Les mystères des jarres géantes de Laos
Au cœur de l’Asie du Sud-Est, dans les montagnes de la province de Xieng Khouang, se trouvent des milliers de gigantesques jarres en pierre. Certaines atteignent jusqu’à trois mètres de haut et pèsent plusieurs tonnes, donnant ainsi son nom à ce site : la “Plaine des Jarres“. Cependant, ces paysages énigmatiques ont longtemps déconcerté les scientifiques, qui ne savent toujours pas qui les a sculptées, comment elles ont été déplacées, ni à quoi elles servaient vraiment.
Une découverte majeure
Récemment, un nouveau travail de recherche archéologique a révélé une tradition funéraire beaucoup plus complexe que ce que l’on imaginait. La découverte d’une immense “jarre de la mort” a confirmé que ces colosses de pierre ne sont pas de simples monuments isolés, mais des éléments clés d’un rituel funéraire multigénérationnel sophistiqué. Cette étude suggère que les jarres étaient utilisées de manière rituelle et collective.
Un secret bien gardé
Le secret de ces jarres réside dans l’analyse d’une jarre géante qui renfermait les restes osseux d’au moins 37 personnes.
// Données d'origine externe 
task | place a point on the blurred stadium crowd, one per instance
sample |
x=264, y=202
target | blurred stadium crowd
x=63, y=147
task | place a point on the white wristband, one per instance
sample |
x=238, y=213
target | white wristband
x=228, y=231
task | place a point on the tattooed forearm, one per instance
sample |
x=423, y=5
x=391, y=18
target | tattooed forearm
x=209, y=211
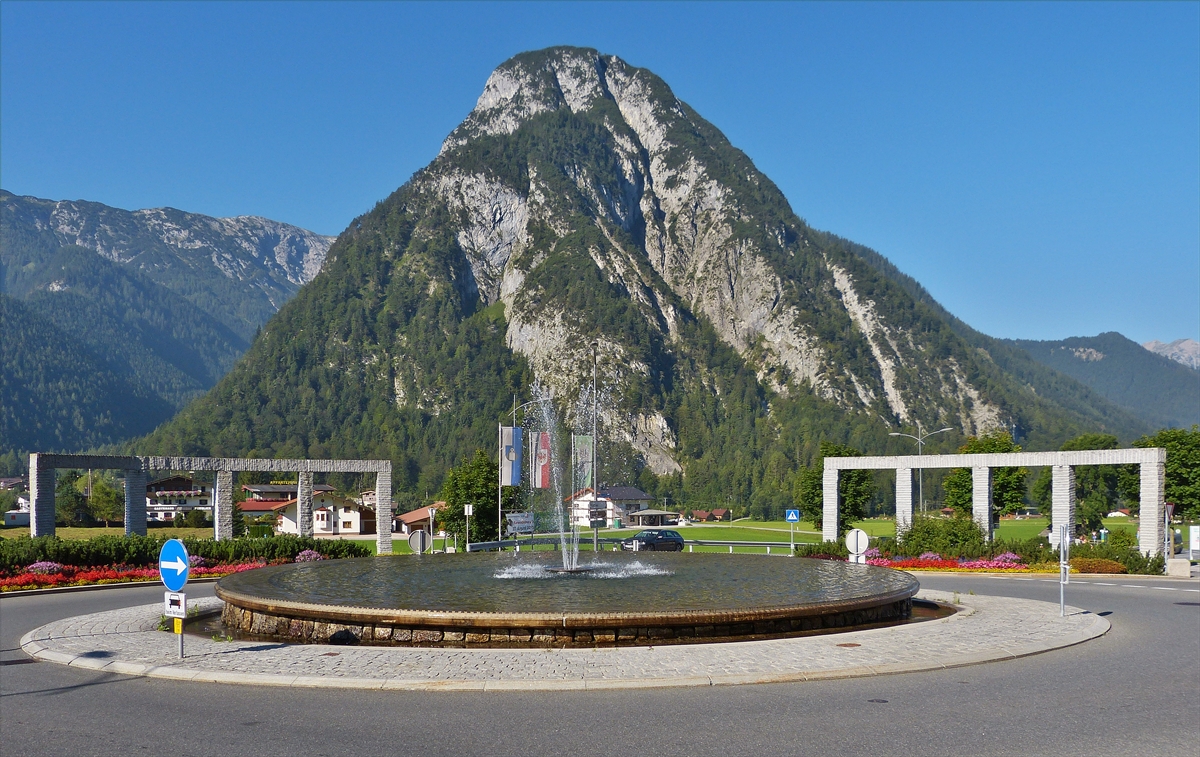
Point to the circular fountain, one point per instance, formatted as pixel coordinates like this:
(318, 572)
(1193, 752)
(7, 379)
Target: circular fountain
(511, 599)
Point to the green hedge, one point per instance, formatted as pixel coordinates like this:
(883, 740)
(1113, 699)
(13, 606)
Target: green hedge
(138, 551)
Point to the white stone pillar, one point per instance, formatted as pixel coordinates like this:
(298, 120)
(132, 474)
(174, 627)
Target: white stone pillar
(41, 498)
(981, 499)
(1062, 497)
(904, 500)
(304, 503)
(383, 512)
(222, 505)
(1150, 522)
(136, 502)
(829, 504)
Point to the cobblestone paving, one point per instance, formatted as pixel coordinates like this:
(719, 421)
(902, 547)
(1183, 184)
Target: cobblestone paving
(988, 629)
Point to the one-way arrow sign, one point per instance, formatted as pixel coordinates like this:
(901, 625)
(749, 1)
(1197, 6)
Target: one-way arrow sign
(173, 565)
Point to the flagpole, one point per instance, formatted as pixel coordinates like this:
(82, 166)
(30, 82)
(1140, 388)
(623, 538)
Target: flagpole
(499, 484)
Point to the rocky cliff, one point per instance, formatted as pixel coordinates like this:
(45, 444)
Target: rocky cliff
(579, 203)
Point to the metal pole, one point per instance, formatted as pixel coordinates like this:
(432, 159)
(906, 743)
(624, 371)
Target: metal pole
(1063, 569)
(595, 440)
(499, 488)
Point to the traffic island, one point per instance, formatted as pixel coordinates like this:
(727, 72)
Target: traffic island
(985, 629)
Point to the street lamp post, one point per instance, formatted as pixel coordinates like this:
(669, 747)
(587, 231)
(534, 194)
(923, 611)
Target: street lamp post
(921, 446)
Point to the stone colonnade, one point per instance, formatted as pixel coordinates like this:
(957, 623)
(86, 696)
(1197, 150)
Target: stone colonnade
(42, 467)
(1151, 463)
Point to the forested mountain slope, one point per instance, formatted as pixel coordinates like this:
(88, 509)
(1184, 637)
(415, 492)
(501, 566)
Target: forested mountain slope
(1159, 390)
(157, 305)
(581, 202)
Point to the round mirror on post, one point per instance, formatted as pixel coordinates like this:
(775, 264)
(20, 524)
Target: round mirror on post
(420, 541)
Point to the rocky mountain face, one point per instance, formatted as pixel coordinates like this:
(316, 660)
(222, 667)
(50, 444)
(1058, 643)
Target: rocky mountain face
(582, 203)
(1158, 390)
(154, 305)
(1186, 352)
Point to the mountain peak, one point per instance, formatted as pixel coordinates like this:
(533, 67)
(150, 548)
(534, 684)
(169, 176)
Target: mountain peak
(556, 78)
(1180, 350)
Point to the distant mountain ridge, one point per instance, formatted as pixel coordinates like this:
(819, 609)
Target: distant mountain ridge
(1159, 390)
(238, 270)
(582, 203)
(157, 305)
(1186, 352)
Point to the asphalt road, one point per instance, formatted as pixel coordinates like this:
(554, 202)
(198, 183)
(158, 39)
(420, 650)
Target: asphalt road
(1134, 691)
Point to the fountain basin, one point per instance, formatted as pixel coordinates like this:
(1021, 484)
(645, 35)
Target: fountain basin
(511, 599)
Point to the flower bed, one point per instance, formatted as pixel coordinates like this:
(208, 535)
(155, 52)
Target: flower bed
(45, 576)
(1006, 563)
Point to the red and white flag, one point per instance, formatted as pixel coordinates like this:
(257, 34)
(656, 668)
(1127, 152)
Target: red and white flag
(541, 462)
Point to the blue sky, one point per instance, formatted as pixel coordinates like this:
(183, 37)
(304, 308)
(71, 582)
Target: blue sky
(1036, 167)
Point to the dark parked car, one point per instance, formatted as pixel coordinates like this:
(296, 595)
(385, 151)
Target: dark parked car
(654, 539)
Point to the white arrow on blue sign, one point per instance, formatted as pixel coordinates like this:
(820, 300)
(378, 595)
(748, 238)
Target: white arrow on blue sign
(173, 565)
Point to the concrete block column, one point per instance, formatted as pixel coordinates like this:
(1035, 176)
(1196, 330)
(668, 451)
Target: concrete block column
(41, 497)
(304, 503)
(222, 505)
(1153, 500)
(904, 500)
(383, 512)
(136, 502)
(981, 499)
(829, 504)
(1062, 498)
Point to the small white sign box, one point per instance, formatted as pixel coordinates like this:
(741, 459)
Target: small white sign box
(857, 541)
(174, 605)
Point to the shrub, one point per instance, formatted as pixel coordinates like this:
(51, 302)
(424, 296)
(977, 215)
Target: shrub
(1097, 565)
(823, 551)
(1122, 539)
(946, 536)
(135, 550)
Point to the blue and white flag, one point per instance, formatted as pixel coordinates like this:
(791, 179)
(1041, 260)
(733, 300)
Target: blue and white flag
(510, 456)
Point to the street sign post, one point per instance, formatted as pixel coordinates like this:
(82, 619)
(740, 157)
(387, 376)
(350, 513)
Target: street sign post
(519, 523)
(792, 517)
(467, 511)
(173, 570)
(419, 541)
(857, 541)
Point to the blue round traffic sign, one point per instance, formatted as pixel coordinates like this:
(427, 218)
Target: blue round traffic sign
(173, 565)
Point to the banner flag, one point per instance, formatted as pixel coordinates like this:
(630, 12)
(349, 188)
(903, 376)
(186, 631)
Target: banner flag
(510, 456)
(541, 462)
(581, 446)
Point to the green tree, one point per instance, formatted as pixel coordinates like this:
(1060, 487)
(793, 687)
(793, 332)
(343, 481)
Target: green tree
(70, 505)
(1097, 487)
(106, 503)
(1182, 484)
(475, 482)
(855, 490)
(1007, 484)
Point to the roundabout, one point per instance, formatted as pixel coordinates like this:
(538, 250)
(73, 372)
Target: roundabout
(525, 600)
(985, 629)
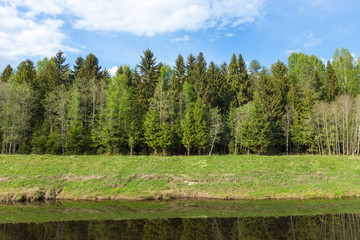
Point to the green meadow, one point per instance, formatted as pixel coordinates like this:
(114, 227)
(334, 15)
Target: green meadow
(246, 177)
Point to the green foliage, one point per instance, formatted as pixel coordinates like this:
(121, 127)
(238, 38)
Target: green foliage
(304, 107)
(201, 125)
(331, 89)
(346, 71)
(188, 128)
(6, 73)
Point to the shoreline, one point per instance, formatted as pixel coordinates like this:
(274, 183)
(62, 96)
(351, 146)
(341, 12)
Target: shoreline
(140, 178)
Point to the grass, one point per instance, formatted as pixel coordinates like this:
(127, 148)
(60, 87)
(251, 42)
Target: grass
(40, 212)
(31, 177)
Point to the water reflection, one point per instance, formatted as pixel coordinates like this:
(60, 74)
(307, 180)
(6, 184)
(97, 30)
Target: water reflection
(342, 226)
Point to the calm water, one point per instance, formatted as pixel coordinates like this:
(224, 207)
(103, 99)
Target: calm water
(182, 220)
(342, 226)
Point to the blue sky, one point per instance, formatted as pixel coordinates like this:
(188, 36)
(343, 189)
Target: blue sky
(117, 32)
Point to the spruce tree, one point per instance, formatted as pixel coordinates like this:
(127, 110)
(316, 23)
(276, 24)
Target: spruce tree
(6, 73)
(201, 125)
(149, 72)
(331, 89)
(199, 76)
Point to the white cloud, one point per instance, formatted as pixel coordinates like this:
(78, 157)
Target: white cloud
(312, 41)
(113, 70)
(292, 50)
(184, 38)
(36, 27)
(318, 2)
(22, 34)
(149, 17)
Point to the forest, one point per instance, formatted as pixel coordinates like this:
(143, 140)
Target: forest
(194, 107)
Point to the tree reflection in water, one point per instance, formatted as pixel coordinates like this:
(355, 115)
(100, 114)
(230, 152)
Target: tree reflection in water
(342, 226)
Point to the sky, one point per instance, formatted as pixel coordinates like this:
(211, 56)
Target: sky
(119, 31)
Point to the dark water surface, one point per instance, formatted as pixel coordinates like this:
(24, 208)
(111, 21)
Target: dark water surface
(248, 224)
(342, 226)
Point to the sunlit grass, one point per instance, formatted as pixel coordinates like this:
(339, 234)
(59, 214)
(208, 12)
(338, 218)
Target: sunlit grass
(148, 177)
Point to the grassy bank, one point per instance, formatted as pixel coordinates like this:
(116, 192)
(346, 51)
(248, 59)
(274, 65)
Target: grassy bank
(40, 212)
(147, 177)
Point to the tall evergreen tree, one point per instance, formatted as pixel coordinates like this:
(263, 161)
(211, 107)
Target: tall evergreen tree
(89, 68)
(6, 73)
(201, 125)
(346, 72)
(149, 72)
(25, 73)
(199, 76)
(331, 88)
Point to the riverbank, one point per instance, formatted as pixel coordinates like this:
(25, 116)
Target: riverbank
(55, 211)
(37, 177)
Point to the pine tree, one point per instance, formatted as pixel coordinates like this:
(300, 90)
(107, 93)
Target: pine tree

Contrairement à une fosse commune, ce phénomène n’est pas le résultat d’une catastrophe soudaine, mais d’une pratique appelée “inhumation secondaire”. Cela signifie que les corps étaient d’abord laissés à se décomposer avant que les os ne soient déplacés dans les jarres.
Le processus d’inhumation
Cette méthode se distingue de nos pratiques modernes. Dans l’ancienne culture de la région, les corps étaient exposés à la nature pour se décomposer, après quoi les os étaient soigneusement placés dans ces monuments impressionnants. Ce processus est semblable à celui observé dans le Panteón Real d’Espagne, où des pratiques royales de conservation des restes sont suivies.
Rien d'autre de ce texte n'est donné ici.